Prevê o Governo que, até o final de dezembro, haverá cinco milhões de brasileiros que, mesmo sendo aptos para o trabalho, estarão sem ocupação fixa. Dessa vez, não é apenas o peão de obra ou o metalúrgico que enfrentam a onda de desemprego, como nas recessões clássicas do passado. É também o brasileiro de classe média que perdeu a colocação de supervisor ou gerente e está tonto diante de um processo novo no Brasil, difícil de entender.

As pessoas lêem que a economia está melhor, mais produtiva, com preços em queda e bilhões de dólares aportando para erguer empresas. De outro lado, vêem a guilhotina das demissões operando sem parar.

Cerca de 50 mil pessoas perderam o emprego no processo de privatização das sete maiores estatais. Há dez anos, havia um milhão de bancários - sobraram 470 mil. Ocorreu também o impacto da abertura comercial.
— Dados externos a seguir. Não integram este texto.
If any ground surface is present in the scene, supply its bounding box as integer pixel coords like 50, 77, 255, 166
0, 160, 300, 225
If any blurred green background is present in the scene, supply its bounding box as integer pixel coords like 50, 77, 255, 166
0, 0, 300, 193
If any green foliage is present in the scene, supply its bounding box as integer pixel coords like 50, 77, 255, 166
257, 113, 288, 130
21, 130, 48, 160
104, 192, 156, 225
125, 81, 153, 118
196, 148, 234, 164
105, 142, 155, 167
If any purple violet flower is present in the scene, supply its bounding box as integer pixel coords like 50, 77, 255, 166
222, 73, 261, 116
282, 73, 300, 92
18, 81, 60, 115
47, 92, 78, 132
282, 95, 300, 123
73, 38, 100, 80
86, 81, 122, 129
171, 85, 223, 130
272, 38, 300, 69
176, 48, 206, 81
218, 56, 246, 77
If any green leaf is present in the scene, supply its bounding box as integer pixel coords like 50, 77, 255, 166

As fábricas de calçados do Rio Grande do Sul empregavam 91 mil pessoas em 1993. Sob a pressão das importações, só restam 60 mil ocupados. Há seis anos, a indústria têxtil empregava 2,1 milhões de trabalhadores. Pelas contas de hoje, mais de 1,3 milhão de seus operários foram para a rua.

No período compreendido entre julho de 1994 e dezembro de 1996, foram destruídos 755 mil postos de trabalho com carteira assinada, dos quais 56% no setor industrial. No caso da indústria da transformação, porém, é certo que os efeitos diretos e indiretos da abertura comercial são responsáveis pela maior parte das ocupações perdidas ao longo desse período. De um lado, empregos foram diretamente destruídos porque parte da produção brasileira foi substituída por bens importados. De outro, as demissões foram causadas por mudanças substanciais nas formas da organização da produção e do processo de trabalho - terceirização, automação, etc.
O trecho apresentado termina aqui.